Three at a Blow! T is for Telling, U is for Understanding and V is for Versimilitude

T is for TELLING

I call myself a storyteller and telling stories is what I do.
Actually I have always told stories without even knowing I was a storyteller.

My family told stories about today and yesterday - about those that were here and those that were gone. I learned my family history that way - and I hope I am passing on my family stories the same way  - and I hope my telling family stories prompts other people to tell their stories.

Stories are our LEGACY.


Here is a lesson I have learned again recently.
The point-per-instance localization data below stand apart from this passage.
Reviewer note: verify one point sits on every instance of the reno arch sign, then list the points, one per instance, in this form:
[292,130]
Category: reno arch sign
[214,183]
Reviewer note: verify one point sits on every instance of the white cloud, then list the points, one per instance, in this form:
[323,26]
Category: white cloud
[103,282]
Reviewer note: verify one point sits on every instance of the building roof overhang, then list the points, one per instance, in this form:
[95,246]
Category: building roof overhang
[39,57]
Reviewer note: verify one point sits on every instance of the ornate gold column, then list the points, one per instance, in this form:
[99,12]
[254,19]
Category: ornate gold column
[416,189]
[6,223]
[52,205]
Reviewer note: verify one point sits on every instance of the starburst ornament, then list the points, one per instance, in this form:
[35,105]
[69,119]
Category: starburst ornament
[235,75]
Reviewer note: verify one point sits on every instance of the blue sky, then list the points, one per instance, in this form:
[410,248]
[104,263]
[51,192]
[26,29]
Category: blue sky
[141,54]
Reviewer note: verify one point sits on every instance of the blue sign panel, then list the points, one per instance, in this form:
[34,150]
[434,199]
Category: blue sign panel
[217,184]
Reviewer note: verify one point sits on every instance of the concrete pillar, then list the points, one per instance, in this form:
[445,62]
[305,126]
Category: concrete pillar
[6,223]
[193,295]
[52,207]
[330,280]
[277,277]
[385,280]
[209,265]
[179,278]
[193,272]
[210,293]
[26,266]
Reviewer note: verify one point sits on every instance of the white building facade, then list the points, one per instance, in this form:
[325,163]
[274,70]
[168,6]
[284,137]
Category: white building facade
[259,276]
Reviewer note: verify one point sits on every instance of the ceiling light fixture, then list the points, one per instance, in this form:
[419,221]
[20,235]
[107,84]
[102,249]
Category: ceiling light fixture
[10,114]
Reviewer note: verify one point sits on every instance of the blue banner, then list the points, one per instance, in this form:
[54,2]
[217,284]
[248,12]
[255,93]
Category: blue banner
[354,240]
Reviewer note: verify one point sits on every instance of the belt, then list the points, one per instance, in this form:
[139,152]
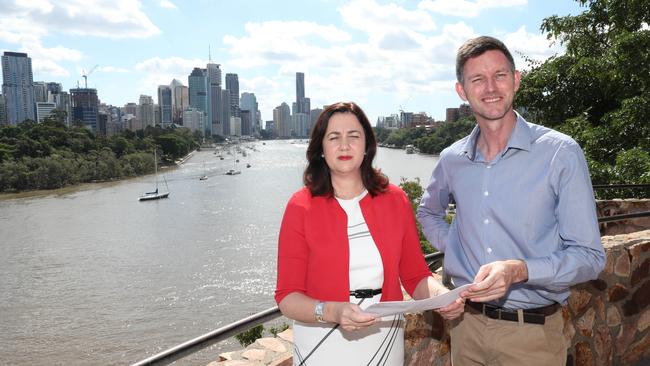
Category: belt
[365,293]
[534,316]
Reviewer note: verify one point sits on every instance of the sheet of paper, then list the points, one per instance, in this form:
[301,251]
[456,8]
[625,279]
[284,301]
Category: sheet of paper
[398,307]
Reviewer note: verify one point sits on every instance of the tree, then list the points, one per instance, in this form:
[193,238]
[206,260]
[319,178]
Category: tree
[599,90]
[414,192]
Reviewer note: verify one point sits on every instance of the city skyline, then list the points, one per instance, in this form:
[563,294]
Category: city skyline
[383,55]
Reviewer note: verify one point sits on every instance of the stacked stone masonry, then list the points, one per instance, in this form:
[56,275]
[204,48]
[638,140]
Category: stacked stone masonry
[607,320]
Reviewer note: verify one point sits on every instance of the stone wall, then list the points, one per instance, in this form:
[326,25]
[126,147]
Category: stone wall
[606,208]
[607,320]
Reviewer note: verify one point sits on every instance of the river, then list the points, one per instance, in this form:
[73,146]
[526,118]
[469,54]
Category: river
[92,276]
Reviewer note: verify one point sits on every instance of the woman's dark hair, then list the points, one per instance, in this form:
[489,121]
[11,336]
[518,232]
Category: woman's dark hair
[317,174]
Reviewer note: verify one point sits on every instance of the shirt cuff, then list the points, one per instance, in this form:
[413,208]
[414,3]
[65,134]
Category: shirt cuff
[540,271]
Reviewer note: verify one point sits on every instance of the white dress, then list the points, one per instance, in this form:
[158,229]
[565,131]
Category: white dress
[379,344]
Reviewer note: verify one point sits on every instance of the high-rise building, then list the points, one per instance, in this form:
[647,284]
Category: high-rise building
[165,105]
[194,119]
[180,100]
[300,86]
[85,107]
[246,125]
[249,103]
[40,92]
[17,87]
[225,111]
[452,114]
[313,117]
[44,109]
[464,110]
[282,120]
[198,85]
[214,98]
[302,104]
[3,111]
[146,111]
[299,125]
[232,84]
[300,120]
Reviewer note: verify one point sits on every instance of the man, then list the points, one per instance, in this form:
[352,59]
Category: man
[525,228]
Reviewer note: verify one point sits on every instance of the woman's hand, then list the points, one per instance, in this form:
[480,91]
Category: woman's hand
[348,315]
[453,310]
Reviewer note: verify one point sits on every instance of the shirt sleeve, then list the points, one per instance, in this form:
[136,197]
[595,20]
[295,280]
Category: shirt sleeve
[581,256]
[433,208]
[292,252]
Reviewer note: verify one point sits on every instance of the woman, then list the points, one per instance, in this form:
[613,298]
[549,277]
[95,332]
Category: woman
[348,238]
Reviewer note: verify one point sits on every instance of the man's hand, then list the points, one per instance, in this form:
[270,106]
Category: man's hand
[494,279]
[349,316]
Before I say I understand I have to be clear on what it is I am supposed to understand.   No use reacting to something when you did not understand what you were supposed to understand and you are coming at it all wrong.
Just saying.

Jim always asked me when I brought something to his attention - whether is was between us or between me and anyone else in the world, " Why didn't you ask first?"

Good Question.

Do you ask?

It saves  a lot of time, angst and in some cases - money.

During my recent home re-freshing project I have learned that it is a good idea to see the cost in black and white on a piece of paper before rushing ahead...... and that impulses add money to the bottom line. Not that I regret a single penny or thing that has been done here  - - it all looks wonderful - but without Jim standing by to remind me -

"Did you ask all the questions?"


Just saying - learning to live a new life after a major change has many lessons.


Isn't this a great word?

One of the my painting professors when I was an MFA graduate student at American University was the first person I every heard sprinkle the word "verisimilitude" like salt his teachings and his conversations.

He believed in the "appearance of truth" in a painting - not to look like something real  - but to reflect the truth of what was in the painting - whether realistic or abstract.

Storytellers don't necessarily talk about their stories as having "truth" or "verisimilitude" but you often hear talk about the importance of the "details" to get the story across or to bring a story to life.

I find it a sort-of connection between the crafts of making stories and painting.

How about the truth in making a life versus the versisimilitude of a life - you know the making it look like it is real?


Good question?

I guess I am telling you that I do not understand how to create a new versimilitude for my life yet.

Not ready to turn that into questions either - because I want to develop my own plan.

1 comment:

Joy V. Smith said...

I love verisimilitude; it's a great word and essential for writing a story unless you're writing a funny story.